• TLR4/MyD88/PI3K Interactions Regulate TLR4 Signaling

      Laird, Michelle Helen Weber; Vogel, Stefanie N. (2009)
      Toll-like receptors (TLRs) activate immune responses by sensing microbial structures such as bacterial lipopolysaccharides (LPS), viral RNA, and endogenous "danger" molecules released by damaged host cells. Myeloid differentiation primary response gene 88 (MyD88) is an adapter protein that mediates signal transduction for most TLRs and the IL-1 receptor family and leads to activation of NF-kappaB, MAP kinases, and production of proinflammatory cytokines. TLR4-mediated signaling also leads to rapid activation of phosphoinositide 3'-kinase (PI3K), one of a family of kinases involved in regulation of cell growth, apoptosis, and motility. LPS stimulates phosphorylation of Akt, a downstream target of PI3K, in wild-type (WT) mouse macrophages.
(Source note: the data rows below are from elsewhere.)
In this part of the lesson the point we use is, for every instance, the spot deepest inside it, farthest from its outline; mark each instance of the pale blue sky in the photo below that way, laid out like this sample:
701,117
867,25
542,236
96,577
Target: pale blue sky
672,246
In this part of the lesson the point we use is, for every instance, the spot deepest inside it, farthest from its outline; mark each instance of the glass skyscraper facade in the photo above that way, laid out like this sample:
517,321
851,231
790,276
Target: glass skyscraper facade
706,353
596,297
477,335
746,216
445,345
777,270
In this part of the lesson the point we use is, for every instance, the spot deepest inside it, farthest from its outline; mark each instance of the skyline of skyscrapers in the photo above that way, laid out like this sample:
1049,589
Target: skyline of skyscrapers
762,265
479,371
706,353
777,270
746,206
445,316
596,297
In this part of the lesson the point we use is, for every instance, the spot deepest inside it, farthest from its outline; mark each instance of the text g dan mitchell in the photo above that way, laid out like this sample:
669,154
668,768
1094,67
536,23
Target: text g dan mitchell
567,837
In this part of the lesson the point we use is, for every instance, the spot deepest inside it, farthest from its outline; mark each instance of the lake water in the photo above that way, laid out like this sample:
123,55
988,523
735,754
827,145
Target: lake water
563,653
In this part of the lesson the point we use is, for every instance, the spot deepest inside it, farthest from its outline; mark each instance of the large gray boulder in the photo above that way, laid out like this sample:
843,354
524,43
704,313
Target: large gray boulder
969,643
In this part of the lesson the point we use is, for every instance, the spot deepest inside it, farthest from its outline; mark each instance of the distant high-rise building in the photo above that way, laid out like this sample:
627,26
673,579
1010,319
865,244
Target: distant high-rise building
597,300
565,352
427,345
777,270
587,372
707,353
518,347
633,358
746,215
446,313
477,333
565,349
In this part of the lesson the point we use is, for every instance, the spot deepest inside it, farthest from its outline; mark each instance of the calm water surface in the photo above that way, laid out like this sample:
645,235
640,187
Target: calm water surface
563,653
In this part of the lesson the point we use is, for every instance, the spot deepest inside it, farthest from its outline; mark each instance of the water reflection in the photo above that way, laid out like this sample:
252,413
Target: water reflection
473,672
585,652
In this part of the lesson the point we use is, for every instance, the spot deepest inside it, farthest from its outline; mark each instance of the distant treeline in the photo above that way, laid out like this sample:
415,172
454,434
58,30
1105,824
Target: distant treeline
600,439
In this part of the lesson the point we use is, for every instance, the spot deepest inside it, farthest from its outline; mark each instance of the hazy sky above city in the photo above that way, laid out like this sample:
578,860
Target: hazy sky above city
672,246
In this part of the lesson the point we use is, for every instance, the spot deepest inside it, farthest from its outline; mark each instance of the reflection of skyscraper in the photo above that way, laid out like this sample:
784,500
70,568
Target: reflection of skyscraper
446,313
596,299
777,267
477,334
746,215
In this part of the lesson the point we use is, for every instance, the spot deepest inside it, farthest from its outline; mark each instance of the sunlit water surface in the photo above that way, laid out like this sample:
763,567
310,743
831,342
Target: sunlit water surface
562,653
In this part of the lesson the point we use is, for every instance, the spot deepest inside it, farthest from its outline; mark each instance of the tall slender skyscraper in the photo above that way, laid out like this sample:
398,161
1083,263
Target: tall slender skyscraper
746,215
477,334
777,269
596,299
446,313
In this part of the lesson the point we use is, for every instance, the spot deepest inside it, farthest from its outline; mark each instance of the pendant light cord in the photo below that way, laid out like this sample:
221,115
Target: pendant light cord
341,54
LPS-induced phosphorylation of Akt serine 473 was blunted in MyD88-/- macrophages and completely TLR4-dependent. MyD88 and p85 were previously shown to co-immunoprecipitate and an YXXM motif within the Toll-IL-1-Resistance (TIR) domain of MyD88 was suggested to be important for this interaction. To test this hypothesis, we compared expressed MyD88 variants with mutations within the YXXM motif, or lacking the TIR domain or death domain (DD), and measured their capacities to bind PI3K p85, MyD88, and TLR4 by co-immunoprecipitation analyses and their ability to activate LPS-induced NF-kappaB. Additionally, we tested cell-permeable decoy peptides that correspond to the YXXM motif of MyD88 as an alternative way to analyze its role in TLR4 signaling. The cell permeable decoy peptides are presumed to interact with the target protein, thus precluding the target protein's interaction with the protein from which the peptide sequence was derived. The YXXM -> YXXA mutant MyD88 bound more strongly to p85, TLR4, and WT MyD88 than the other variants, yet was significantly less active than WT MyD88, suggesting that these three proteins (TLR4, MyD88, PI3K) interact simultaneously in the signaling platform and that sustained interaction of MyD88/PI3K with the TLR4 intracellular signaling platform negatively regulates signaling. In addition, the YXXM cell permeable peptides had a broad inhibitory effect on TLR4 signaling suggesting the importance of the MyD88 YXXM motif in formation of a fully functional TLR4 signaling platform. We propose a hypothetical model in which sustained PI3K activity at the membrane limits the availability of PI3K substrate, thereby negatively regulating signaling.